Feature #15087
closed[Workbench] Show number of queued containers on dashboard (instead of busy/idle nodes)
Description
Background: Currently Workbench1 has "busy/idle nodes" counters on the dashboard, but they stop working or disappear if the deprecated crunch1 services are not running. This issue suggests a low-cost way to maintain some semblance of an "is anything happening?" indicator on Workbench after migrating to crunch2.
Feature: On the Workbench1 dashboard, if crunch2 is enabled, show- the number of containers (visible to the current user) that have
state=Locked
, orstate=Queued
andpriority>0
- the number of containers (visible to the current user) that have
Running
- time since the earliest start time of any running container (visible to the current user)
- how long the oldest visible queued container has been waiting
- Easy to implement1 in Workbench in a way that works with all dispatch setups
- Corresponds to reasonable user expectations ("it shouldn't take 2 hours to start a container")
- "Lots of other users' containers are queued ahead of yours" looks identical to "nothing is running at all" (assuming user is not admin)
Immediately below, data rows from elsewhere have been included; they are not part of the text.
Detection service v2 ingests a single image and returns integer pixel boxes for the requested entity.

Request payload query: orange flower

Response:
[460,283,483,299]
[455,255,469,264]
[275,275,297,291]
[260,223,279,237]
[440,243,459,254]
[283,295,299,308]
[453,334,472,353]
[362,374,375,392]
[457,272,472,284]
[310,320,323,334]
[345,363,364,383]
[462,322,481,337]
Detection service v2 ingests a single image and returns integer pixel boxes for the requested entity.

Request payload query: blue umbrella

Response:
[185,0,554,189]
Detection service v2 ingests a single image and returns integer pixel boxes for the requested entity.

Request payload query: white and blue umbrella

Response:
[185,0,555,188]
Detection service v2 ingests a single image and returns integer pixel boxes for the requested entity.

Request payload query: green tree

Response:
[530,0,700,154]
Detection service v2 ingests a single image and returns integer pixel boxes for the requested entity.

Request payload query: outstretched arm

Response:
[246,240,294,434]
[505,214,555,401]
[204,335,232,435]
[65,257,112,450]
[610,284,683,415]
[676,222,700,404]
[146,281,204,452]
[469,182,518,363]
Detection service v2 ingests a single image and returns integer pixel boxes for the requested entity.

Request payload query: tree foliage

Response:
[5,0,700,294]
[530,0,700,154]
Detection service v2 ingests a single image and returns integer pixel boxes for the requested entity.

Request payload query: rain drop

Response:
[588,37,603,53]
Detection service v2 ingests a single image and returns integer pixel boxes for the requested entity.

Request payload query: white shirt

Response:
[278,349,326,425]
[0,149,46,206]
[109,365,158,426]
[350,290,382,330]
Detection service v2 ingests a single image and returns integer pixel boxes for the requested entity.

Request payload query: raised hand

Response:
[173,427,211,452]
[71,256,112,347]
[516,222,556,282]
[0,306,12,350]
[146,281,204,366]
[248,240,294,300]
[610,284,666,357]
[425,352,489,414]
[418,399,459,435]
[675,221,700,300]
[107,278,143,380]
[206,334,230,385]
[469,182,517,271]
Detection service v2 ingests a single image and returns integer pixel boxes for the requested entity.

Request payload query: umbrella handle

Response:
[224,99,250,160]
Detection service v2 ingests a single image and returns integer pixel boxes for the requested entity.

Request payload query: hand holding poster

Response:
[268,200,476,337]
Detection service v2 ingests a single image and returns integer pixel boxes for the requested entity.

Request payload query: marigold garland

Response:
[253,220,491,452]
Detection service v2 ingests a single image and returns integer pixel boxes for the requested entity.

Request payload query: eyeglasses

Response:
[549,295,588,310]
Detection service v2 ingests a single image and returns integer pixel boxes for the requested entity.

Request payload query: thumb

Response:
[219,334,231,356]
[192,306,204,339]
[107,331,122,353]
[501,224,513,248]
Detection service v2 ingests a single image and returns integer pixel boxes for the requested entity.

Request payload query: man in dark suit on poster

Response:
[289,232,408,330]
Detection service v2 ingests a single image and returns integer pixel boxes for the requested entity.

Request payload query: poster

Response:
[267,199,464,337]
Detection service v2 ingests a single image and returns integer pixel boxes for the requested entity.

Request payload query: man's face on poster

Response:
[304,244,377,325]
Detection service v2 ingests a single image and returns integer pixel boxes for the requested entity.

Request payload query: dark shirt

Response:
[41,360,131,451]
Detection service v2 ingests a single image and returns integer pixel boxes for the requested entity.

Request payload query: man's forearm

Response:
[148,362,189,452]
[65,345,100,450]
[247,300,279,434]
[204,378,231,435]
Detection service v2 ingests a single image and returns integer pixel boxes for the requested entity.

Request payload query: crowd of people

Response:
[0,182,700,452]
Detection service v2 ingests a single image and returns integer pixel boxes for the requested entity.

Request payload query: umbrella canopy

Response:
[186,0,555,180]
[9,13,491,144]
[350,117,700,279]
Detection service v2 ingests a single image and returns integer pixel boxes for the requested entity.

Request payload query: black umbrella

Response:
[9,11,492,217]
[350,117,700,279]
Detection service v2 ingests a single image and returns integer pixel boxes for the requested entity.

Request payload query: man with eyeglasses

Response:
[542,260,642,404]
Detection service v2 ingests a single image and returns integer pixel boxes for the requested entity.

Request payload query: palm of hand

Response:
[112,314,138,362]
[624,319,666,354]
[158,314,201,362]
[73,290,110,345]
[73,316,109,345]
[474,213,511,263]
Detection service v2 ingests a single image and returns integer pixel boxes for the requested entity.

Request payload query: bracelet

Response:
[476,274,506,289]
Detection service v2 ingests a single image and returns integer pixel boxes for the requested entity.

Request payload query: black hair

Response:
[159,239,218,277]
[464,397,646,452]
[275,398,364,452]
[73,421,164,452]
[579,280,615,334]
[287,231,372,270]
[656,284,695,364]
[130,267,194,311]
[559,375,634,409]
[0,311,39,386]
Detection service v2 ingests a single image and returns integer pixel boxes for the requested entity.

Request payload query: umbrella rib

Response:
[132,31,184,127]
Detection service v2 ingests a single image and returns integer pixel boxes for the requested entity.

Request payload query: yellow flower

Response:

- "Cluster is at capacity, with long-running containers" looks identical to "cluster is unable to run anything at all"
- Doesn't take advantage of the metrics we are (or could be) tracking in arvados-dispatch-cloud, like recent queued-to-starting delays and # busy/idle/booting cloud instances.
1 Assuming we aren't too picky about the definition of "oldest" -- currently we don't record how long a container has been ready to run, only when it was created (since when it might have spent lots of time having priority=0) and when it was last modified (at which point it might have merely raised its priority long after it was ready to run)
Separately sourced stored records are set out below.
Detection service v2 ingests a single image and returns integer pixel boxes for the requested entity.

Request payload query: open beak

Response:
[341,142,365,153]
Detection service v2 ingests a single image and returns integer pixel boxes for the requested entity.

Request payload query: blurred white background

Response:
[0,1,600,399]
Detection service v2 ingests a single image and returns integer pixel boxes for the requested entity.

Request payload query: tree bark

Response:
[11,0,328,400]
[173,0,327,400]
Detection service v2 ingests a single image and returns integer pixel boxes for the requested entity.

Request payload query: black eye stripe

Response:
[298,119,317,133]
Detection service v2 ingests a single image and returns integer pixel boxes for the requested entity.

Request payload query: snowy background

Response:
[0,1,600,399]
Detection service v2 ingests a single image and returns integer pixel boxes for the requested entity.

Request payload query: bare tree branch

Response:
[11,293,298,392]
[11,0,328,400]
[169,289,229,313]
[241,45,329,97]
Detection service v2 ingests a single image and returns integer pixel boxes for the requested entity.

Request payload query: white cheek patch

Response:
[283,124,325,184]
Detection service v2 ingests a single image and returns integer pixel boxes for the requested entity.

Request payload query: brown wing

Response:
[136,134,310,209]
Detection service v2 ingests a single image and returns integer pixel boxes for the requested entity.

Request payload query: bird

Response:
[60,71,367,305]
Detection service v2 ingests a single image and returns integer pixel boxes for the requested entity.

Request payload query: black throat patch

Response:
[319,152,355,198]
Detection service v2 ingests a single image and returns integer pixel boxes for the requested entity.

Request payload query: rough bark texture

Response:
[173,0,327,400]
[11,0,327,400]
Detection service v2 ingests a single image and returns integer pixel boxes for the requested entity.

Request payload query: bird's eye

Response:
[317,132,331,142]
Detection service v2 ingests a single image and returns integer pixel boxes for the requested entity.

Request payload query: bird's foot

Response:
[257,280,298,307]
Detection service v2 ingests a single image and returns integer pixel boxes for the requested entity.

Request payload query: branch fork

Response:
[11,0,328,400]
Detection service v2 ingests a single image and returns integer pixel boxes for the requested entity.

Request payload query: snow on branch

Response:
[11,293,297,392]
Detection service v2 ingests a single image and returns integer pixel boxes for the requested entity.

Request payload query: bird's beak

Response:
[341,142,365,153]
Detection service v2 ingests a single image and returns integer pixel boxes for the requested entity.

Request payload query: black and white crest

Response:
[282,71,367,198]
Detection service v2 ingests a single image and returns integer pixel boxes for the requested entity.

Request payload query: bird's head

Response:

Updated by Tom Clegg over 5 years ago
- Target version changed from To Be Groomed to Arvados Future Sprints
- Story points set to 1.0
Updated by Peter Amstutz over 5 years ago
- Related to Idea #15133: Remove crunch v1 (jobs api) added
Updated by Tom Clegg over 5 years ago
- Related to Bug #15036: [Crunch2] Idle/busy node count not accurate if crunch1 not running added
Updated by Tom Clegg over 5 years ago
- Related to Bug #15014: [Workbench] Hide busy/idle nodes display when crunch1 is not active added
Updated by Tom Morris over 5 years ago
- Related to deleted (Idea #15133: Remove crunch v1 (jobs api))
Updated by Tom Morris over 5 years ago
- Blocks Idea #15133: Remove crunch v1 (jobs api) added
Updated by Peter Amstutz over 5 years ago
- Assigned To set to Peter Amstutz
- Target version changed from Arvados Future Sprints to 2019-06-19 Sprint
Updated by Peter Amstutz over 5 years ago
Do we actually want the oldest queued container, or the age of container at the top of the queue? (which would be highest priority)?
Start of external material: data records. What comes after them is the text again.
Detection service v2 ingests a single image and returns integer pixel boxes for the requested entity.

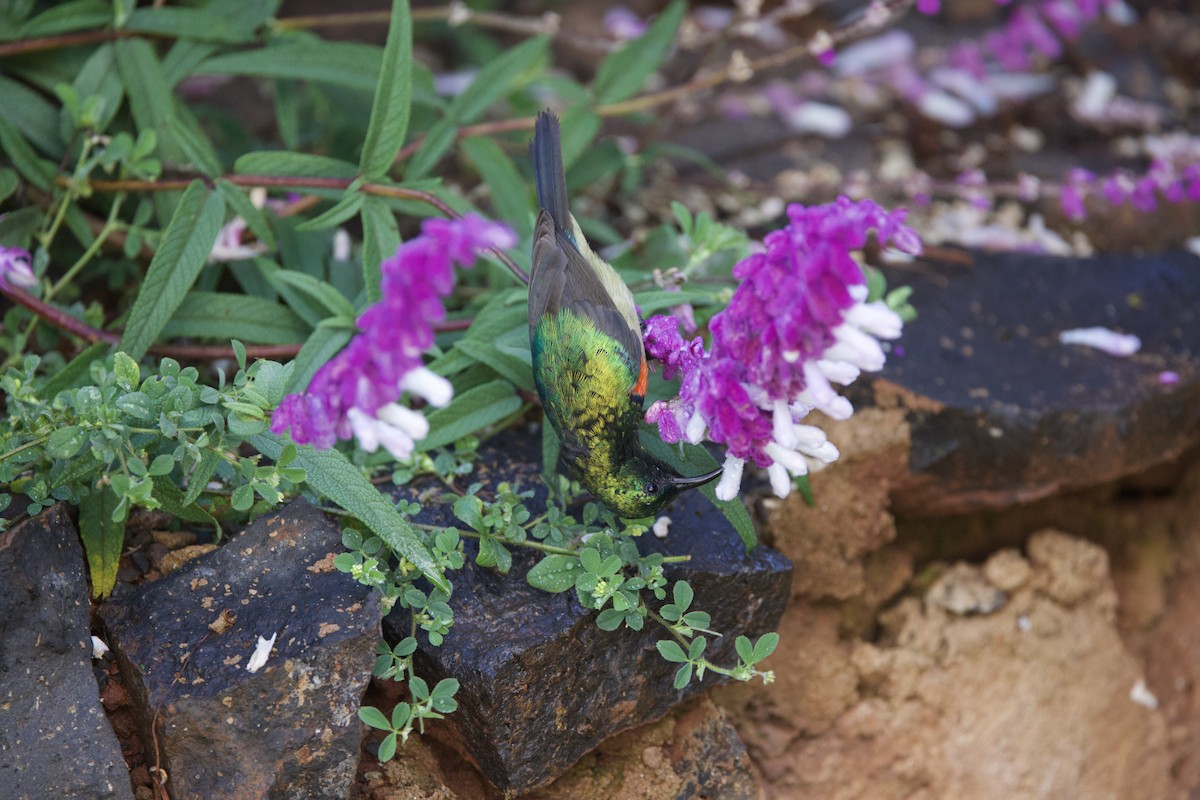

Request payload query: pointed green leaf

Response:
[654,639,688,663]
[462,137,533,239]
[216,180,275,249]
[449,36,550,125]
[79,488,125,597]
[120,181,224,361]
[754,631,779,663]
[233,150,358,179]
[162,291,312,344]
[287,325,353,392]
[592,0,686,103]
[359,0,413,180]
[416,380,521,450]
[295,191,366,231]
[733,636,754,664]
[0,116,58,192]
[362,197,400,302]
[250,433,450,591]
[196,40,383,92]
[359,705,391,730]
[404,116,458,181]
[526,553,580,595]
Updated by Peter Amstutz over 5 years ago
15087-wb-queued-containers @ 6b9eafb0de63da57e7b1a3945e7d16823e1c25df
Adds a new panel displaying pending/running containers and age of oldest container and longest running container.
Updated by Lucas Di Pentima over 5 years ago
Tried it locally by running some simple jobs on arvbox, seems to work ok! Just one comment:
- I noticed that no tests were modified/added — there’re some failing at https://ci.curoverse.com/job/developer-run-tests/1308/
Updated by Peter Amstutz over 5 years ago
15087-wb-queued-containers @ 1cf8673787f9aa62d2a63212522f883c867219af
https://ci.curoverse.com/view/Developer/job/developer-run-tests/1310/
Fixed tests (hopefully).
Updated by Peter Amstutz over 5 years ago
15087-wb-queued-containers @ 466ae87ff214d37c0765ee64845941adcbae8af4
Added links to the oldest / longest running container. Tweaked the layout. Re-running tests:
https://ci.curoverse.com/view/Developer/job/developer-run-tests/1315/
Updated by Peter Amstutz over 5 years ago
- Status changed from New to Resolved
- % Done changed from 0 to 100
Applied in changeset arvados|bf9803ee5afb33231da7900dddfdfac34b7056a6.